November 15, 2018
Dr. Sherin Tooks
Director, Commission on Dental Accreditation (CODA)
211 East Chicago Avenue
Chicago, Illinois 60611
Dear Dr. Tooks,
I write to you today to draw CODA’s attention to the recent revision by the American Dental Association (ADA) of its Principles of Ethics & Code of Professional Responsibility, voted on by the ADA House of Delegates on October 22, 2018. The ADA Code now dictates that a dental care provider may not deny care to a patient based on the patient’s disability, and that any provider in need of another’s skills, knowledge, equipment or expertise has an obligation to consult with or refer that patient with a disability to that provider. Accordingly, it is imperative that CODA revise its curricula standards at Standard 2-24 to require that students learn and train in the treatment management of patients with intellectual and developmental disabilities as was recommended by NCD in its letter to CODA dated January 23, 2018.
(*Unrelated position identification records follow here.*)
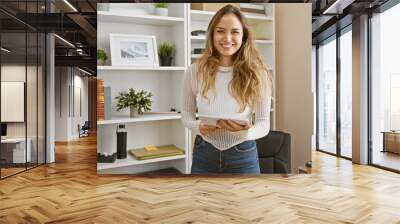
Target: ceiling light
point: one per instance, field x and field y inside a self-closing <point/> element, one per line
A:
<point x="64" y="40"/>
<point x="86" y="72"/>
<point x="70" y="5"/>
<point x="5" y="50"/>
<point x="338" y="6"/>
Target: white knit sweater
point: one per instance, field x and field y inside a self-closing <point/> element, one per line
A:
<point x="224" y="105"/>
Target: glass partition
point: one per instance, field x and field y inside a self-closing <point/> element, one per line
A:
<point x="22" y="77"/>
<point x="327" y="96"/>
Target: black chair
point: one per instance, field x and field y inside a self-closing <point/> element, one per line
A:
<point x="274" y="152"/>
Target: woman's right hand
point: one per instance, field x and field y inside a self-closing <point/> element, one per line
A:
<point x="206" y="129"/>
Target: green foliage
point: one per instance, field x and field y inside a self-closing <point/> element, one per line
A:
<point x="101" y="55"/>
<point x="166" y="50"/>
<point x="161" y="5"/>
<point x="139" y="100"/>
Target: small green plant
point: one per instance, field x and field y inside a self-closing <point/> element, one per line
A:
<point x="140" y="101"/>
<point x="161" y="5"/>
<point x="166" y="50"/>
<point x="101" y="55"/>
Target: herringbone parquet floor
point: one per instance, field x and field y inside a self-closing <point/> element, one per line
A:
<point x="70" y="191"/>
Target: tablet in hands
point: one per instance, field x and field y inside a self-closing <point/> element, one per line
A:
<point x="212" y="120"/>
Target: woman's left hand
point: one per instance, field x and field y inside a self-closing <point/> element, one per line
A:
<point x="231" y="125"/>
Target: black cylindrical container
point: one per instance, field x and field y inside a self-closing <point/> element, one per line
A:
<point x="121" y="142"/>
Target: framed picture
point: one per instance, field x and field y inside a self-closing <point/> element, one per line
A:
<point x="133" y="50"/>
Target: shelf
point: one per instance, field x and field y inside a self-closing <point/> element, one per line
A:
<point x="142" y="118"/>
<point x="123" y="17"/>
<point x="199" y="39"/>
<point x="207" y="15"/>
<point x="119" y="68"/>
<point x="131" y="161"/>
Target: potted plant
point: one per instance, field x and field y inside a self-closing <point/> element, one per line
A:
<point x="144" y="101"/>
<point x="166" y="52"/>
<point x="161" y="8"/>
<point x="137" y="102"/>
<point x="101" y="57"/>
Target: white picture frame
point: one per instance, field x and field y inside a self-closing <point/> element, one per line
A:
<point x="133" y="50"/>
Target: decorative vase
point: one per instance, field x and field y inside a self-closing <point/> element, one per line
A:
<point x="133" y="112"/>
<point x="161" y="11"/>
<point x="166" y="61"/>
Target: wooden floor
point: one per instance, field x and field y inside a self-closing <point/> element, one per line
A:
<point x="70" y="191"/>
<point x="387" y="159"/>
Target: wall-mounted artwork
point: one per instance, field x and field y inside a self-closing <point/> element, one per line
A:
<point x="133" y="50"/>
<point x="12" y="101"/>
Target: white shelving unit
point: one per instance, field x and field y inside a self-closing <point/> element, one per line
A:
<point x="127" y="68"/>
<point x="164" y="82"/>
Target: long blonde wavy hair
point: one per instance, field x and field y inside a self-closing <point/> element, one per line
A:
<point x="250" y="73"/>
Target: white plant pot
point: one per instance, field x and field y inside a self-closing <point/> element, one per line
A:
<point x="133" y="112"/>
<point x="161" y="11"/>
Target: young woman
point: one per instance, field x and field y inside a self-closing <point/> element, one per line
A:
<point x="230" y="80"/>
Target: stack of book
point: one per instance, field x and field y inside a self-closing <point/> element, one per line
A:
<point x="100" y="99"/>
<point x="156" y="152"/>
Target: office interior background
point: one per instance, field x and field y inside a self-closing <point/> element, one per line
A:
<point x="48" y="69"/>
<point x="48" y="78"/>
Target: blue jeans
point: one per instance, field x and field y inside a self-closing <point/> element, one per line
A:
<point x="239" y="159"/>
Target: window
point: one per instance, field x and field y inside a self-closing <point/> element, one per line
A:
<point x="346" y="93"/>
<point x="385" y="87"/>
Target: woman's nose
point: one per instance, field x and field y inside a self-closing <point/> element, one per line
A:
<point x="228" y="37"/>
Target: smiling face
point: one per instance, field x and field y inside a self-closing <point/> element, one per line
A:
<point x="227" y="37"/>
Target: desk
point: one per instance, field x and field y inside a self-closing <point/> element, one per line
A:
<point x="17" y="148"/>
<point x="391" y="141"/>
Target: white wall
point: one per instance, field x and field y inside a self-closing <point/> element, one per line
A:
<point x="294" y="98"/>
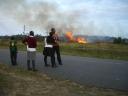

These revisions to the ADA Code and accompanying Advisory Opinion, passed by the ADA House of Delegates in October 2018, are as follows (additions underscored, deletions
4.A. PATIENT SELECTION.
While dentists, in serving the public, may exercise reasonable discretion in selecting patients for their practices, dentists shall not refuse to accept patients into their practice or deny dental service to patients because of the patient’s race, creed, color, gender, sexual orientation,
or gender identity, or national origin or disability.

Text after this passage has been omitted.